A la question un peu récurrente dès lors qu'il s'agit d'un rendez-vous regroupant les leaders africains, la demande par l'Afrique d'un siège permanent au sein du Conseil de sécurité, le MAE angolais a indiqué, en substance, que toute l'Afrique est engagée dans cette perspective de réforme du système des Nations unies, particulièrement son Conseil de sécurité. « On ne peut qu'émettre, une fois encore, le vœu de voir les propositions formulées au temps de l'ancien SG de l'ONU se traduire en faits ». Selon le même ministre d'Etat angolais, ce projet au fond duquel il existe une « injustice historique » vis-à-vis de l'Afrique qui la prive du droit légitimement revendiqué de siéger au Conseil de sécurité de l'ONU en tant que membre permanent jouissant du droit de veto, en plus de l'élargissement des sièges des membres non permanents à plus de 10 membres élus par l'AG chaque deux ans, « pourrait se réaliser dans une dizaine d'années ».

Interrogé, par ailleurs, sur le dossier du Sahara occidental, le conférencier, en sa « double » qualité de MAE de l'Angola, pays membre de l'UA, et membre non permanent du Conseil de sécurité de l'ONU, a affirmé que « la position officielle et inchangée de l'Union africaine est connue, à savoir : pour l'autodétermination comme droit légitime et indiscutable du peuple sahraoui et seul règlement définitif et permanent du conflit ». Regrettant que certaines voix de chefs d'Etats soient sorties de cette ligne officielle de l'UA, il a émis le message que « la position de l'ONU doit être en phase avec cette ligne, la seule valable, pour la mise en place d'un référendum ».

L'ARMEE DE L'AIR ALGERIENNE PARTICIPE A DES MAN?UVRES MILITAIRES EN AFRIQUE DU SUD

De son côté, le MAE algérien, Ramtane Lamamra, a fait savoir qu'entre autres thèmes débattus lors de sa conversation avec son homologue angolais, la conjoncture de la dégradation du marché pétrolier. Tout en rappelant que l'Angola, au même titre que l'Algérie d'ailleurs, dépend essentiellement des hydrocarbures, il a dévoilé une démarche commune algéro-angolaise, en coordination avec d'autres pays producteurs de gaz et de pétrole, « visant à ramener le prix du baril du pétrole à un niveau satisfaisant ». S'agissant de la lutte contre les fléaux qui frappent de plein fouet le continent noir, comme le terrorisme, le trafic de drogue et autres crimes transfrontaliers, M. Lamamra a souligné qu'il y a beaucoup d'actions préventives et répressives entreprises par l'Afrique en ce sens, dont Afripol fraîchement installé n'en est qu'un exemple. Il a tenu à préciser que le problème ne réside pas dans le support législatif et juridique, ni sur le plan régional ni à l'échelle internationale, mais plutôt dans les aspects opérationnels.
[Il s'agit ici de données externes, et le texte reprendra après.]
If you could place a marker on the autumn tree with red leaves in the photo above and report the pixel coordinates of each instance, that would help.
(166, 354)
Dans un chapitre annexe, M. Lamamra a révélé que les forces armées aériennes de l'Algérie ont participé, il y a quelques jours, à des manœuvres militaires mixtes regroupant, pour la première fois dans l'histoire du continent, des unités militaires de nombreux pays africains, ayant eu pour cadre l'Afrique du Sud. Ces manœuvres militaires de grande envergure, a-t-il ajouté, organisées sous l'égide du Conseil de paix et de sécurité de l'UA, a eu lieu dans le cadre de la mise en œuvre de dispositif dit la « Capacité africaine de réponse immédiate aux crises ». Dans ce test grandeur nature pour la vérification et en même temps le perfectionnement de la capacité de riposte, de mobilisation et de déploiement des forces africaines face à un danger, l'ANP a joué un rôle central via son armée de l'air, et en particulier, ses escadrons de transport aérien, qui ont acheminé les unités militaires de plusieurs pays africains, notamment de l'Afrique de l'Ouest, vers l'Afrique du Sud.